Velocity: TCP and the Lower Bound of Web Performance
John did another session that was longer and more technical entitled TCP and the Lower Bound of Web Performance. Unfortunately this wasn’t scheduled in the videotape room. But yesterday Mike Bailey contacted me saying he had recorded the talk with his Flip. With John’s approval, Mike has uploaded his video of John Rauser’s TCP talk from Velocity. This video runs out before the end of the talk, so make sure to follow along in the slides so you can walk through the conclusion yourself. [Update: Mike Bailey uploaded the last 7 minutes, so now you can hear the conclusion directly from John!]
John starts by taking a stab at what we should expect for coast-to-coast roundtrip latency:
- Roundtrip distance between the west coast and the east coast is 7400 km.
- The speed of light in a vacuum is 299,792.458 km/second.
- So the theoretical minimum for roundtrip latency is 25 ms.
- But light’s not traveling in a vacuum. It’s propagating in glass in fiber optic cables.
- The index of refraction of glass is 1.5, which means light travels at 66% of the speed in glass that it does in a vacuum.
- So a more realistic roundtrip latency is ~37 ms.
- Using a Linksys wireless router and a Comcast cable connection, John’s roundtrip latency is ~90ms. Which isn’t really that bad, given the other variables involved.
The problem is it’s been like this for well over a decade. This is about the same latency that Stuart Cheshire found in 1996. This is important because as developers we know that network latency matters when it comes to building a responsive web app.
With that backdrop, John launches into a history of TCP that leads us to the current state of network latency. The Internet was born in September of 1981 with RFC 793 documenting the Transmission Control Protocol, better known as TCP.
Given the size of the TCP window (64 kB) there was a chance for congestion, as noted in Congestion Control in IP/TCP Internetworks (RFC 896):
Should the round-trip time exceed the maximum retransmission interval for any host, that host will begin to introduce more and more copies of the same datagrams into the net. The network is now in serious trouble. Eventually all available buffers in the switching nodes will be full and packets must be dropped. Hosts are sending each packet several times, and eventually some copy of each packet arrives at its destination. This is congestion collapse.
This condition is stable. Once the saturation point has been reached, if the algorithm for selecting packets to be dropped is fair, the network will continue to operate in a degraded condition. Congestion collapse and pathological congestion are not normally seen in the ARPANET / MILNET system because these networks have substantial excess capacity.

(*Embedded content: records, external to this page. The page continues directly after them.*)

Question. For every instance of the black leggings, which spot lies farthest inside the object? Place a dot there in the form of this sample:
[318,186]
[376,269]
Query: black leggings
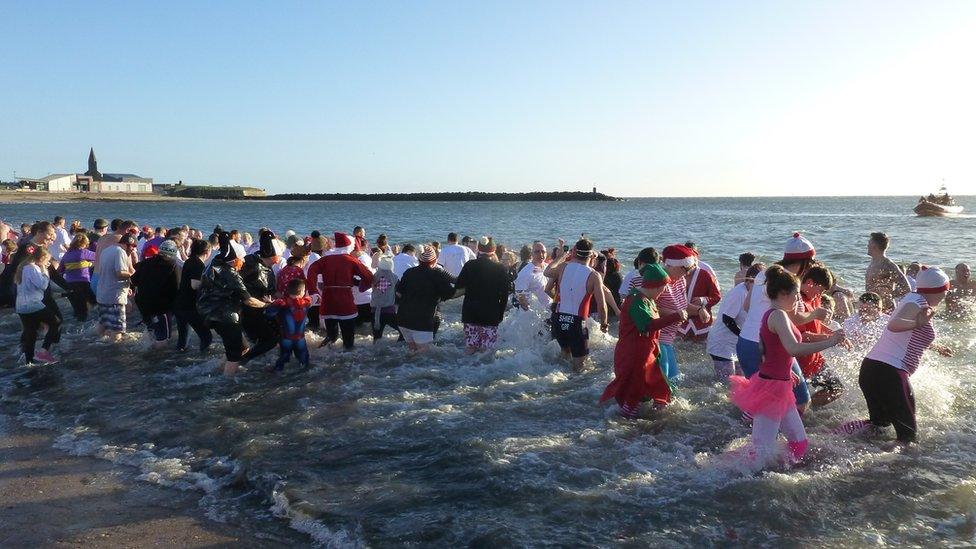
[348,328]
[191,319]
[32,323]
[80,296]
[889,396]
[230,334]
[262,331]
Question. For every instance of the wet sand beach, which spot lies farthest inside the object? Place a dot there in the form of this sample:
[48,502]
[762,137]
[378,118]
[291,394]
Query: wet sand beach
[52,499]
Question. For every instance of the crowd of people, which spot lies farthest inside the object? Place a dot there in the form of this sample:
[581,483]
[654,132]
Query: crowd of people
[765,336]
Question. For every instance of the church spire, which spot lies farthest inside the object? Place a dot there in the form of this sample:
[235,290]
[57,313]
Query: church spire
[93,165]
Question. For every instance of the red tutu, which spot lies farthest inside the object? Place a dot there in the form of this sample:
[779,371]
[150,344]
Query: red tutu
[759,396]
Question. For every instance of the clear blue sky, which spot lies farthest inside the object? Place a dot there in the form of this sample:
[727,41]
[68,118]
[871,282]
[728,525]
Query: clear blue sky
[640,99]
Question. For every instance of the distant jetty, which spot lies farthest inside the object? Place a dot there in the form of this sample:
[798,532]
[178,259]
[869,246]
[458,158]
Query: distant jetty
[453,197]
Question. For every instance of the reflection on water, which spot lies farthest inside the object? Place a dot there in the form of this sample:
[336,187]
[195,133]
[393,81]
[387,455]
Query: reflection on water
[377,448]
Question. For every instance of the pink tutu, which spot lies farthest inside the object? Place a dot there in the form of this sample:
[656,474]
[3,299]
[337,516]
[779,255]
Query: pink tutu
[759,396]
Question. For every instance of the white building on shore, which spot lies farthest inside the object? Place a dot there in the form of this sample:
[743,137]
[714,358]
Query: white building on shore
[92,181]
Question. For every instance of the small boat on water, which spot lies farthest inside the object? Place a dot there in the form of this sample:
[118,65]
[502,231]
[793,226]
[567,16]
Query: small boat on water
[940,205]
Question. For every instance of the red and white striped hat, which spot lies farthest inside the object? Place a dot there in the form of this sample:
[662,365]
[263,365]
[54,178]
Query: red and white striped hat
[343,244]
[798,248]
[931,280]
[677,255]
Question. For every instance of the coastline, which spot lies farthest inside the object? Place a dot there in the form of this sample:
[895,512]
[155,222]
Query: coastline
[53,498]
[17,197]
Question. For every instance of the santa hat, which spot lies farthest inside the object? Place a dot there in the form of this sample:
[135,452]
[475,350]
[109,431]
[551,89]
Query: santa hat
[169,249]
[931,280]
[343,244]
[798,248]
[227,252]
[486,245]
[654,276]
[428,254]
[267,247]
[677,255]
[317,244]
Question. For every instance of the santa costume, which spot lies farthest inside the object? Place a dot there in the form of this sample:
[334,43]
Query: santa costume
[334,276]
[703,289]
[674,298]
[638,370]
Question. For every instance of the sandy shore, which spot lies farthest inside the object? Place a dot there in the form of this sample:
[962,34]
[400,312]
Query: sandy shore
[51,499]
[15,197]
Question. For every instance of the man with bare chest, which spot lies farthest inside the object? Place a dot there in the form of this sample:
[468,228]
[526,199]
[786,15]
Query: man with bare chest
[883,276]
[961,299]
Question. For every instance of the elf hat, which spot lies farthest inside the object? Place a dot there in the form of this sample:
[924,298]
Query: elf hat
[654,276]
[798,248]
[677,255]
[266,248]
[931,280]
[428,255]
[486,245]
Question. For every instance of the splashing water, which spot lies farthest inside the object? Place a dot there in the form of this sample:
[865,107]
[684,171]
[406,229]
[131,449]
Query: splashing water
[375,447]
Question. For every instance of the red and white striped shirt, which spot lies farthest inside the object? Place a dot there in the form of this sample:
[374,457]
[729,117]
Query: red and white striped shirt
[903,350]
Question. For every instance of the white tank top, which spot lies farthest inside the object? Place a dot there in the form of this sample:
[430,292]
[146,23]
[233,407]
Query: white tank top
[903,350]
[574,299]
[758,305]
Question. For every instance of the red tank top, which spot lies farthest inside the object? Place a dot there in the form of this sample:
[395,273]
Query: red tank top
[777,361]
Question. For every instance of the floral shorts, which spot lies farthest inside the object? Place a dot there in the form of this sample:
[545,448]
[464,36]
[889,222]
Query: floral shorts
[481,337]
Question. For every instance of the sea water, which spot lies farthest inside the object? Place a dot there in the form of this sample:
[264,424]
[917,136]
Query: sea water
[377,448]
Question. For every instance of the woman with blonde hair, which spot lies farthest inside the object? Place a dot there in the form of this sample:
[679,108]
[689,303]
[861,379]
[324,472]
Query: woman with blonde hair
[32,282]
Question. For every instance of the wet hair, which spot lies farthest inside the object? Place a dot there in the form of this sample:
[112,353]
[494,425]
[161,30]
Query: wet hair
[647,255]
[79,242]
[40,252]
[780,281]
[199,247]
[819,274]
[296,286]
[870,297]
[754,270]
[805,264]
[583,248]
[41,227]
[880,240]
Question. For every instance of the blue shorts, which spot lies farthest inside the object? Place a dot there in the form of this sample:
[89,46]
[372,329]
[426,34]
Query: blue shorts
[571,333]
[161,326]
[669,361]
[112,317]
[750,357]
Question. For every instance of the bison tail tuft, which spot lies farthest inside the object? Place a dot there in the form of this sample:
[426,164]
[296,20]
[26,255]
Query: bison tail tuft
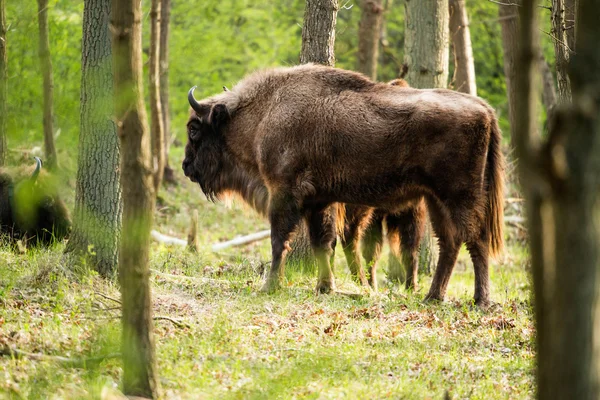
[495,191]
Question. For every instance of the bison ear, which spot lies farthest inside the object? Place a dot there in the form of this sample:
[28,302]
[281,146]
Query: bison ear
[219,114]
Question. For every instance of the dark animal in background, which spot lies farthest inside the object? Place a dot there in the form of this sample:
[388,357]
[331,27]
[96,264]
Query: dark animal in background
[317,135]
[30,208]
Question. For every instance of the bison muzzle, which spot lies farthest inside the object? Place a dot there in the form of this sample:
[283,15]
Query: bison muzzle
[314,136]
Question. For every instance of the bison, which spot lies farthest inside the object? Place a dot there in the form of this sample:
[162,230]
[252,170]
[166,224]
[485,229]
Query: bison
[30,208]
[314,136]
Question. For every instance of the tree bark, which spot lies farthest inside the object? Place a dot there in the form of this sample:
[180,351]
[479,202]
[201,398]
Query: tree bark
[46,65]
[426,50]
[464,65]
[157,131]
[561,182]
[318,32]
[426,56]
[562,51]
[165,19]
[139,363]
[3,83]
[509,21]
[98,209]
[369,29]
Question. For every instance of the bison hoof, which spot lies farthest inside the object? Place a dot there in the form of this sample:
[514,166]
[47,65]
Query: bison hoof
[325,287]
[270,286]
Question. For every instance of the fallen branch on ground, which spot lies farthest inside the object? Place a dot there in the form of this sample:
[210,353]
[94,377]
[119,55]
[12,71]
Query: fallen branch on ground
[239,241]
[71,362]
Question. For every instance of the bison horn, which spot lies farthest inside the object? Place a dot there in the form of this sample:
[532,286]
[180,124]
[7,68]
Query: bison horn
[194,103]
[38,167]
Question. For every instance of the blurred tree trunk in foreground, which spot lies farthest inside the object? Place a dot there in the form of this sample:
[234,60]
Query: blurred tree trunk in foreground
[369,30]
[318,39]
[464,65]
[157,131]
[98,208]
[139,363]
[561,181]
[46,63]
[3,83]
[426,56]
[165,19]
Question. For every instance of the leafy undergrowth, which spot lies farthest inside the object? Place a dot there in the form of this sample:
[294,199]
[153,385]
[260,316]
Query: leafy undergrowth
[223,338]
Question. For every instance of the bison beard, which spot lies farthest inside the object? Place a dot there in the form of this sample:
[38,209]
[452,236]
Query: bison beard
[317,135]
[30,209]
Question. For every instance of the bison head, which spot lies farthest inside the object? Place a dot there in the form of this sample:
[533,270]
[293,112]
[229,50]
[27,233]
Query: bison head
[32,209]
[205,155]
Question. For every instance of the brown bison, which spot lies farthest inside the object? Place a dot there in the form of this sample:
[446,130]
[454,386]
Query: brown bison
[317,135]
[30,209]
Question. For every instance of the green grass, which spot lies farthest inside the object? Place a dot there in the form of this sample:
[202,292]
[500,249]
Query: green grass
[243,344]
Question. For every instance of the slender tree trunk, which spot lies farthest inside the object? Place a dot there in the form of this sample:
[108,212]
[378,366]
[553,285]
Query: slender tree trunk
[369,29]
[139,363]
[46,63]
[318,39]
[97,216]
[157,126]
[509,22]
[561,50]
[165,19]
[426,50]
[318,32]
[426,56]
[561,179]
[3,83]
[464,65]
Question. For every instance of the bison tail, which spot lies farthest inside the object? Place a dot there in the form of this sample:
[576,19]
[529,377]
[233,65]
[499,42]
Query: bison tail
[495,191]
[340,219]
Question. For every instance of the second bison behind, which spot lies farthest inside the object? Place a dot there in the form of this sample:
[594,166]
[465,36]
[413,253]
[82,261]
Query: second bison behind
[315,135]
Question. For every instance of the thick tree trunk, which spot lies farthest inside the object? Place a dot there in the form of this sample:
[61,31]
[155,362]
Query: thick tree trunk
[561,179]
[139,363]
[426,50]
[46,63]
[318,32]
[3,83]
[157,126]
[561,50]
[509,21]
[464,65]
[426,56]
[369,29]
[97,215]
[165,19]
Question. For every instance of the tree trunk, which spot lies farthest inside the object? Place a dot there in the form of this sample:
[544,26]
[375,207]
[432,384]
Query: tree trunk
[318,39]
[509,21]
[98,209]
[165,19]
[139,364]
[426,50]
[46,65]
[3,83]
[318,32]
[157,126]
[561,50]
[426,55]
[369,29]
[561,180]
[464,66]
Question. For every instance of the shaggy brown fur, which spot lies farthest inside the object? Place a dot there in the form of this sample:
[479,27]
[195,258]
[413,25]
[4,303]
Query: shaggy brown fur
[30,209]
[317,135]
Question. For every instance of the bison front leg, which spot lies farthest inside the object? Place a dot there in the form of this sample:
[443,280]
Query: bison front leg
[321,226]
[284,215]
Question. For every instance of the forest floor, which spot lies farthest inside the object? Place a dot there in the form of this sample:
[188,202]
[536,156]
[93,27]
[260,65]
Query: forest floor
[218,336]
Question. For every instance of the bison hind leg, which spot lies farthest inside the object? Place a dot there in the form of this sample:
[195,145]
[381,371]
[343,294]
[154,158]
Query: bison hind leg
[321,228]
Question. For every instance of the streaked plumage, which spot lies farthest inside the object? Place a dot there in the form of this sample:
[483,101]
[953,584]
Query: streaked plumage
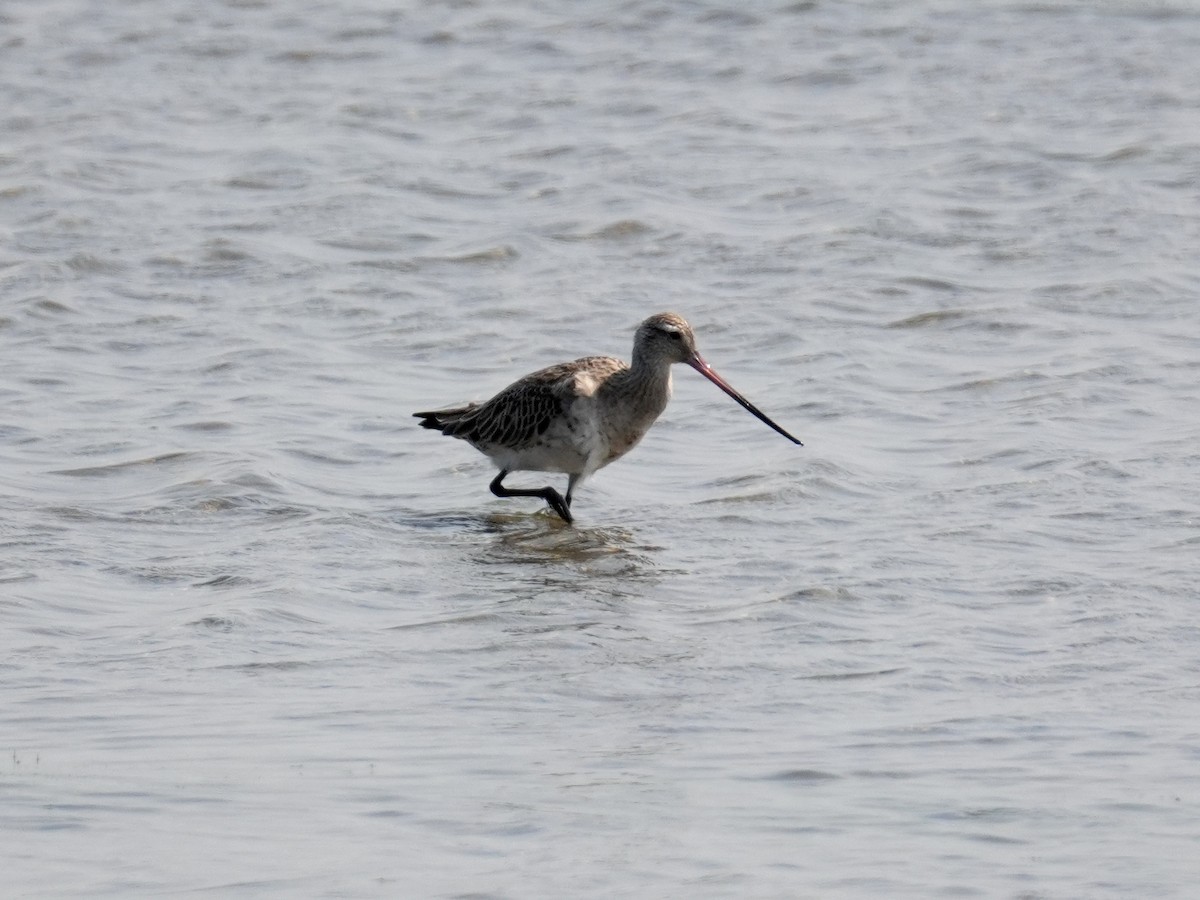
[577,417]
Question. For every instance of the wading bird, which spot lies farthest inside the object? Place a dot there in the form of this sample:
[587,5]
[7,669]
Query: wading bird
[577,417]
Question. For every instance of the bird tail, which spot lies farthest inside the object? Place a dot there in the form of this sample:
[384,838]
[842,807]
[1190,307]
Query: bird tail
[444,420]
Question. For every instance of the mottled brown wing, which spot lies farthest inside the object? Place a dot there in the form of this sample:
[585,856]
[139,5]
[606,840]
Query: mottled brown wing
[520,413]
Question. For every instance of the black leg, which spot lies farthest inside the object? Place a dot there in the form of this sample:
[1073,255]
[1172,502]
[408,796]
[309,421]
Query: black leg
[547,493]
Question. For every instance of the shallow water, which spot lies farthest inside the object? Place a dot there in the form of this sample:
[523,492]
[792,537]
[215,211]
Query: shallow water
[263,636]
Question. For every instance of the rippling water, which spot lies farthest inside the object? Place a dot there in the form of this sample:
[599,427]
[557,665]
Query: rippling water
[263,636]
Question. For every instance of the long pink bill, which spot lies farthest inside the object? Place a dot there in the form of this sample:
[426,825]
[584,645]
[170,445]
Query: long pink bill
[706,370]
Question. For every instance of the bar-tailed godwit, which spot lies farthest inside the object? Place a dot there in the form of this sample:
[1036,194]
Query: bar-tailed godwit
[577,417]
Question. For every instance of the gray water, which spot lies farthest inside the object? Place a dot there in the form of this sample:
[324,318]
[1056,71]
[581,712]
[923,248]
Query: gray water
[262,636]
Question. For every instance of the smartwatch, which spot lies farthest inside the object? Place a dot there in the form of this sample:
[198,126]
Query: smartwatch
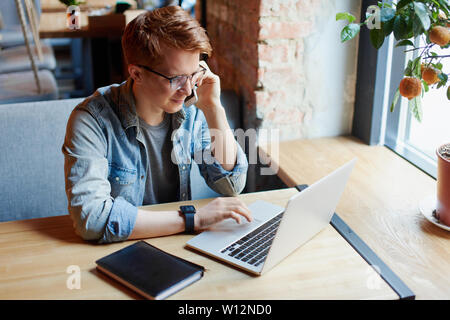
[188,212]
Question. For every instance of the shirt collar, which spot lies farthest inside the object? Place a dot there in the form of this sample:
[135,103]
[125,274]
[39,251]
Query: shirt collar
[127,107]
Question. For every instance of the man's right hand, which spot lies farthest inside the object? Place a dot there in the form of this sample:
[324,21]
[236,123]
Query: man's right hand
[220,209]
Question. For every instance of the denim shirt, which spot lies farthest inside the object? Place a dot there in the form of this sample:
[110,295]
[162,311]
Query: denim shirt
[106,160]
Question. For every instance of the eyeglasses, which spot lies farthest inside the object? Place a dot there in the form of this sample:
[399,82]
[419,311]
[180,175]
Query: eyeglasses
[178,82]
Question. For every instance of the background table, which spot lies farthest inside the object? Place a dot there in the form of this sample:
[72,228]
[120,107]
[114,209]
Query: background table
[56,6]
[380,203]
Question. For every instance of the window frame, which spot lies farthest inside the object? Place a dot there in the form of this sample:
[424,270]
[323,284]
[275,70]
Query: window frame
[373,122]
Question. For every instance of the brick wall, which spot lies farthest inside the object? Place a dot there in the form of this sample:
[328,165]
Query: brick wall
[266,51]
[233,29]
[285,60]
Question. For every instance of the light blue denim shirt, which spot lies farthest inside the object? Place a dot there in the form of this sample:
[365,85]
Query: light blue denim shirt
[105,162]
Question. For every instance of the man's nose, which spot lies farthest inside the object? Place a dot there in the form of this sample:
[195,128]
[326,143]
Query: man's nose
[187,88]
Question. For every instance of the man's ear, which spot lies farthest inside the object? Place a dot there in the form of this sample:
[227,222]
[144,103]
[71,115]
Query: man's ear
[135,73]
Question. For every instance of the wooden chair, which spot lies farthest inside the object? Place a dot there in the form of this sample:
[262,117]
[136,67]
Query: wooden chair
[31,85]
[16,58]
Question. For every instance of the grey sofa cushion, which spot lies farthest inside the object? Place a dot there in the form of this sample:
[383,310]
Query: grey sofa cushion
[21,87]
[31,161]
[32,164]
[16,59]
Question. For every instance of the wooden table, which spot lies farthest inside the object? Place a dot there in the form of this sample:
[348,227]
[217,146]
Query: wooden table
[102,62]
[57,6]
[53,25]
[35,255]
[381,204]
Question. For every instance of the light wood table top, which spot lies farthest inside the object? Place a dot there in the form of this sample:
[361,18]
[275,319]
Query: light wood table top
[380,203]
[57,6]
[53,25]
[35,255]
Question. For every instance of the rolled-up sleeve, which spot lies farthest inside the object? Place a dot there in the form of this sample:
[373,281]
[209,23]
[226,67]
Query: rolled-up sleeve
[95,214]
[227,183]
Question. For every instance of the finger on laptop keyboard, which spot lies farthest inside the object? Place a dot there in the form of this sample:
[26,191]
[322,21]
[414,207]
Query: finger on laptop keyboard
[239,209]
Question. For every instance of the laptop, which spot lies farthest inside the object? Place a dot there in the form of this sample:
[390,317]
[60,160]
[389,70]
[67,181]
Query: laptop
[275,232]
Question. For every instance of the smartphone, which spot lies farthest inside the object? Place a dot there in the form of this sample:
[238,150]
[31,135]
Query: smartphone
[189,101]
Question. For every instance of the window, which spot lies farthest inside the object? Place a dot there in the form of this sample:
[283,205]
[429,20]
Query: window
[402,133]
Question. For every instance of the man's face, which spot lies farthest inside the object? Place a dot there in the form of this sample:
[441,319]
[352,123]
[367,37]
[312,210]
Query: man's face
[156,89]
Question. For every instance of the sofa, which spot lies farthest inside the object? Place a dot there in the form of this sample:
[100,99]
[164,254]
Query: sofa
[32,164]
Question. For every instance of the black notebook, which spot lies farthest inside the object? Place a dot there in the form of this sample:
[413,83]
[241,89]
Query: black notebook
[151,272]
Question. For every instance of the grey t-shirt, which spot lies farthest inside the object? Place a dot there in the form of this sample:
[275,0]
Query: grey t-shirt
[162,181]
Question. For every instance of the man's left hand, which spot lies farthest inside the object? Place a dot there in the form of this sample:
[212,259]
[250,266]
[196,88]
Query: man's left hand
[208,91]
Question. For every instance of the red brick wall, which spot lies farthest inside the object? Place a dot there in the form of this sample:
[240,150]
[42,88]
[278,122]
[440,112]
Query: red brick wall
[267,50]
[233,29]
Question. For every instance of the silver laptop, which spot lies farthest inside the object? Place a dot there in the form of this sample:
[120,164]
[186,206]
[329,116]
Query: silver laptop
[275,232]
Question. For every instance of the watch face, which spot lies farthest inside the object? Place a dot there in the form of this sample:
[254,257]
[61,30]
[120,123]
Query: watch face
[188,209]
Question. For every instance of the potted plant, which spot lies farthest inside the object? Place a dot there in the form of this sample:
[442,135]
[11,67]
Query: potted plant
[408,20]
[73,13]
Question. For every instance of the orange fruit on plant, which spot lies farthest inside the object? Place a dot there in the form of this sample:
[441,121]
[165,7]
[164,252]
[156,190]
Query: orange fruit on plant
[440,35]
[430,75]
[410,87]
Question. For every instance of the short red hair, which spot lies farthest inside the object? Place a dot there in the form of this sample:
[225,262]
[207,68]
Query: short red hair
[173,26]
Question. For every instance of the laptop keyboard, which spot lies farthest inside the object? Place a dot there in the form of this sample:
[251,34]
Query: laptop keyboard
[253,247]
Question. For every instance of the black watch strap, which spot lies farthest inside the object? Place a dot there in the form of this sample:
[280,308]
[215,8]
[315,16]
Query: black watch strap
[188,212]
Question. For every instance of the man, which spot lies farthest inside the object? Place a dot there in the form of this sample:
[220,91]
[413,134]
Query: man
[132,144]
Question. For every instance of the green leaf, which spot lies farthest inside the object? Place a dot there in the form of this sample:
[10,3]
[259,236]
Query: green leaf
[425,86]
[409,69]
[388,27]
[415,106]
[403,3]
[400,28]
[404,43]
[416,67]
[350,31]
[438,66]
[345,16]
[394,102]
[443,76]
[377,38]
[422,13]
[417,26]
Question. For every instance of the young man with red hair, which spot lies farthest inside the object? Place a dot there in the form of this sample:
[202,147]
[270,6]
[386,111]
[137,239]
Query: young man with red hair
[132,144]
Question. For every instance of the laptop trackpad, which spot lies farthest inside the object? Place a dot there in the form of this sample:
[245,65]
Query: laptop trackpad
[229,230]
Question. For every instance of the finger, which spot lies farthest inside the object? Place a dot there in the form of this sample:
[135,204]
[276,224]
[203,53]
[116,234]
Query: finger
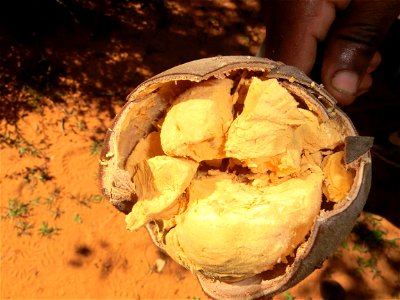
[350,53]
[294,28]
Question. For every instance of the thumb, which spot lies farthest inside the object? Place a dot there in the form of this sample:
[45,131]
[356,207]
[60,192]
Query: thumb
[351,48]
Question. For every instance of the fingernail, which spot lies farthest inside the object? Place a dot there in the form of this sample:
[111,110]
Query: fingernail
[346,82]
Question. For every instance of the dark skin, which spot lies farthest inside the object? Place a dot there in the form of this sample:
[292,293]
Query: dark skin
[348,32]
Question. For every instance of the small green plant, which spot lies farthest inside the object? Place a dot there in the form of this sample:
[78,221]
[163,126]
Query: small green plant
[77,218]
[23,228]
[57,212]
[16,209]
[46,231]
[32,174]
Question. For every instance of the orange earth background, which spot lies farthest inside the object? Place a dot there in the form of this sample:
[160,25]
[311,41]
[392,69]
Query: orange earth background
[65,70]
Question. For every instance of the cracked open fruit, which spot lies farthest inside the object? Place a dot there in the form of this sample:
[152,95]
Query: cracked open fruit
[242,169]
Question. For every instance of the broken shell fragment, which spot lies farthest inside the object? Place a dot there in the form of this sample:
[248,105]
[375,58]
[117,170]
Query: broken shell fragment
[238,167]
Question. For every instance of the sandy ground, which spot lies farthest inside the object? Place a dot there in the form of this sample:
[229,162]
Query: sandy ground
[63,78]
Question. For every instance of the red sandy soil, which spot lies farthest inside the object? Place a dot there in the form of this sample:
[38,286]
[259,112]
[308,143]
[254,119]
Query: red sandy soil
[63,77]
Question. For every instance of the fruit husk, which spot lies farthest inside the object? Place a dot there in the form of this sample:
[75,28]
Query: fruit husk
[147,104]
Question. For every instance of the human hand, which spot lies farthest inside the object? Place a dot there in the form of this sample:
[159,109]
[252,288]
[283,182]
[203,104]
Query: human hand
[348,31]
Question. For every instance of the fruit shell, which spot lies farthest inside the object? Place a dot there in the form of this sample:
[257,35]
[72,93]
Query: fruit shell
[145,105]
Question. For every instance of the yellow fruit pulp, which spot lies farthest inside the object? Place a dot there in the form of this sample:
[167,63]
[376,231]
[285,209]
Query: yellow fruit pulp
[244,219]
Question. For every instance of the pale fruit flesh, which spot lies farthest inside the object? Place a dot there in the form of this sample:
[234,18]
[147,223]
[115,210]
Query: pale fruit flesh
[243,217]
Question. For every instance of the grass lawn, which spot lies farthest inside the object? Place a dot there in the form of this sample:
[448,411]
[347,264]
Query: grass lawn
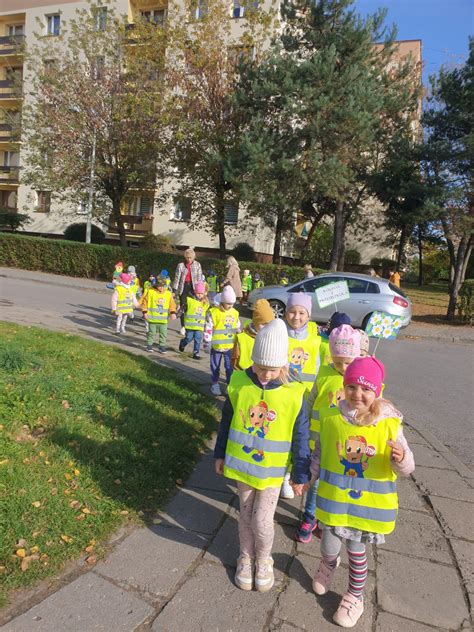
[90,437]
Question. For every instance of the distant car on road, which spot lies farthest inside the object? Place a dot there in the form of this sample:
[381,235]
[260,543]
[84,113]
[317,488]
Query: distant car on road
[367,294]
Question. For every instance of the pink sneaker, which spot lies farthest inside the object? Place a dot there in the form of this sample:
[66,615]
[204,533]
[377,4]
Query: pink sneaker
[322,579]
[349,612]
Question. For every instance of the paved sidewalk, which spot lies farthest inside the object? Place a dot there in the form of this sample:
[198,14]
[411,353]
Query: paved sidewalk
[176,573]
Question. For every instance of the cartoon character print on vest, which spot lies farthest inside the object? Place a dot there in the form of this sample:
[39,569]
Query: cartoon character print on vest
[297,358]
[352,458]
[229,324]
[335,398]
[257,422]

Although it’s true that in 1984, when RFC 896 was written, the Internet had “substantial excess capacity”, that quickly changed. In 1981 there were 213 hosts on the Internet. But the number of hosts started growing rapidly. In October of 1986, with over 5000 hosts on the Internet, there occurred the first in a series of congestion collapse events.
This led to the development of the TCP slow start algorithm, as described in RFCs 2581, 3390, and 1122. The key to this algorithm is the introduction of a new concept called the congestion window (cwnd) which is maintained by the server. The basic algorithm is:
- initalize cwnd to 3 full segments
- increment cwnd by one full segment for each ACK
TCP slow start was widely adopted. As seen in the following packet flow diagram, the number of packets starts small and doubles, thus avoiding the congestion collision experienced previously.
There were still inefficiencies, however. In some situations, too many ACKs would be sent. Thus we now have the delayed ACK algorithm from RFC 813. So the nice packet growth seen above now looks like this:
At this point, after referencing so many RFCs and showing numerous ACK diagrams, John aptly asks, “Why should we care?” Sadly, the video stops at this point around slide 160. But if we continue through the slides we see how John brings us back to what web developers deal with on a daily basis.
Keeping in mind that the size of a segment is 1460 bytes (“1500 octets” as specified in RFC 894 minus 40 bytes for TCP and IP headers), we see how many roundtrips are required to deliver various payload sizes. (I overlaid a kB conversion in red.)
John’s conclusion is that “TCP slow start means that network latency strictly limits the throughput of fresh connections.” He gives these recommendations for what can be done about the situation:
- Carefully consider every byte of content
- Think about what goes into those first few packets
- 2.1 Keep your cookies small
- 2.2 Open connections for assets in the first three packets
- 2.3 Download small assets first
- Accept the speed of light (move content closer to users)
All web developers need at least a basic understanding of the protocol used by their apps. John delivers a great presentation that is informative and engaging, with real takeaways. Enjoy!